Antes que nada, se había esforzado en hablar para parecer ante ella —tanto como ante sí mismo—, tranquilo y natural, y había terminado por entregarse a la conversación sin esfuerzo, recuperando su estado habitual lo más de prisa que pudo; igual que el que aparenta estar lloroso en un duelo y rompe a llorar. Quizás la sorpresa le volviera de repente, y se dijo: «Es una situación de lo más extraña, que no se me podía haber ocurrido hasta ahora. Yo aquí, con Zannuba, y mi padre en la habitación de al lado, con Zubayda. ¡Nosotros dos en la misma casa!». Pero rápidamente se encogió de hombros y prosiguió su monólogo: «¿Por qué tomarme la molestia de asombrarme por algo que considero inverosímil, cuando es tan palpable? ¡Está ahí y sería una estupidez preguntarme desconcertado cómo es posible creer eso! Tengo que creerlo y no asombrarme. ¿Qué se le puede echar en cara?». Su pensamiento no sólo lo llenó de alivio, sino que lo alegró sobremanera, no porque necesitara un estímulo para perseverar en su vida amorosa, sino porque —al igual que le ocurre a muchos de los que se hunden en apetitos pecaminosos— buscaba la compañía de alguien que se le pareciera, y ¡cuánto mejor si lo encontraba en la persona de su padre —modelo tradicional— que a menudo, consciente o inconscientemente, le había causado molestias ya que lo encontraba opuesto a sí mismo! Fingió olvidar todo excepto su alegría, como si fuera la más preciosa conquista de su vida, y sintió hacia su padre una admiración y un amor nuevos, distintos a los que había adquirido desde hacía tiempo bajo un tupido velo de respeto y de miedo. Amor y admiración que brotaban de lo más profundo del ser, y se imbricaban en sus raíces primeras o, más aún, como si ambos no fueran más que uno sólo, unidos en el amor y la admiración a sí mismos. El hombre ya no era un ser lejano, inaccesible, encerrado, sino alguien muy próximo y cercano, como una parte de su alma y de su corazón. Un padre y un hijo, un solo espíritu. El hombre que hacía repiquetear el adufe en el interior no era el señor Ahmad Abd el-Gawwad sino Yasín mismo, tal como era, como debía ser y como convenía que fuera. No los separaban más que consideraciones secundarias de edad y experiencia. «¡Buen provecho, padre! ¡Hoy te he descubierto! ¡Hoy has nacido para mí! ¡Qué día, y tú, qué padre! Hasta esta noche no he sido más que un huérfano. Bebe y toca el adufe mejor que Ayusha la pandereta. Estoy orgulloso de ti y, por cierto…, ¿es que también cantas?».

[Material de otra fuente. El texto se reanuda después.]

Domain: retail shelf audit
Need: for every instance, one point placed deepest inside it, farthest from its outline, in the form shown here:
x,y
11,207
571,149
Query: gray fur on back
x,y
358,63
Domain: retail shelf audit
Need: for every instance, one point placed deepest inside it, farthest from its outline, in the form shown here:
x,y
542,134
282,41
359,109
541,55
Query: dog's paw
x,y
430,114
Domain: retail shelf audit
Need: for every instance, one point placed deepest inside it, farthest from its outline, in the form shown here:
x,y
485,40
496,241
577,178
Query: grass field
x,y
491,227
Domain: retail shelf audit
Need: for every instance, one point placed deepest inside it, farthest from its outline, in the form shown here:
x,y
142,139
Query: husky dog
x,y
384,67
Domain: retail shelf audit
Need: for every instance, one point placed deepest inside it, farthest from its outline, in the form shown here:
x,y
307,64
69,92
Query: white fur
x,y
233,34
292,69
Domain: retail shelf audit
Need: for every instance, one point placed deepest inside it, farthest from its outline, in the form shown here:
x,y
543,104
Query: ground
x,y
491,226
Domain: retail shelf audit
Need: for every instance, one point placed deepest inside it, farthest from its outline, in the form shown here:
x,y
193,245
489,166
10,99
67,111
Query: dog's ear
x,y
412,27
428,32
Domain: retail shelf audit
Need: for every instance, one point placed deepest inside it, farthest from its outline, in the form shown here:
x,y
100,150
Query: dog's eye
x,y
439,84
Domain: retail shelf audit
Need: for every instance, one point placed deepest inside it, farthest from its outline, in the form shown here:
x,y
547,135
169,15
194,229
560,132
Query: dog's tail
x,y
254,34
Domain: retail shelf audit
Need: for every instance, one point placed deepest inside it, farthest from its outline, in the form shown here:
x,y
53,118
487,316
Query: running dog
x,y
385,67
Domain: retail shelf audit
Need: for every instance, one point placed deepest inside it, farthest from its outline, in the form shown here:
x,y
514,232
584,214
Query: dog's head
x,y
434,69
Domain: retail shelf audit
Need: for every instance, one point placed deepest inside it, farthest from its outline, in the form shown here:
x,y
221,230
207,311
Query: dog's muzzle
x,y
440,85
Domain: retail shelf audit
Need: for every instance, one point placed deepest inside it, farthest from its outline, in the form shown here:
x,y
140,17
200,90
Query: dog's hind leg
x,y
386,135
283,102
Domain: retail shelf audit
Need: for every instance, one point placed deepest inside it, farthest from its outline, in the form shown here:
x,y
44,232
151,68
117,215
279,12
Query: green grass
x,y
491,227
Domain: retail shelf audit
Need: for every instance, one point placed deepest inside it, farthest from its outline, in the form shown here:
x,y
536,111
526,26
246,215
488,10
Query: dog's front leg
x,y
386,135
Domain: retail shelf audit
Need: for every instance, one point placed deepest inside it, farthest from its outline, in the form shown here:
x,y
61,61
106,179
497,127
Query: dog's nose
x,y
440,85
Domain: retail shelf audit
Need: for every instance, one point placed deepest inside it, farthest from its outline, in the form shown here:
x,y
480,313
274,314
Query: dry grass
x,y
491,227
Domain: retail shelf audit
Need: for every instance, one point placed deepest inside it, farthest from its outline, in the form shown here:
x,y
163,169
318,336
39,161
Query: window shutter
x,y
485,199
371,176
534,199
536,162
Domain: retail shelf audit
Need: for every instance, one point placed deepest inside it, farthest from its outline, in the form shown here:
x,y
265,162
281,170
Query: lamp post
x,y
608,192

—¿No canta a veces el señor Abd el-Gawwad…?

—¿Todavía estás pensando en él? ¡Qué desgracia de gente…! Claro que canta a veces, camello mío…, y participa en la danza del vientre cuando se emborracha.

—¿Cómo es su voz?

—Fuerte y bella como su cuello.

«He aquí el origen de las voces que cantan en nuestra casa. Todos cantan. Es una familia enraizada en la música. ¡Ojalá pudiera oírte aunque fuera una sola vez! En mi memoria no conservo de ti más que los gritos y las regañinas, la única copla tuya famosa entre nosotros. ¡Eh, tú, niño, animal, hijo de perra…! Quisiera oírte cantar "El amor es nácar en la hermosura", o "Me enamoré, preciosa". ¿De qué modo te emborrachas, padre? ¿Cómo alborotas? Sería conveniente que supiera, para imitar tu ejemplo y preservar tus tradiciones, cómo te enamoras, cómo abrazas…».

Prestó atención a Zannuba y la vio delante del espejo arreglándose con los dedos los mechones de su cabello. Una abertura del vestido mostraba su axila lisa, blanca, deslizándose hacia el arranque de un seno como la masa de un pan. La embriaguez de la excitación se propagó por su corpachón, y se abalanzó sobre ella como un elefante sobre una gacela.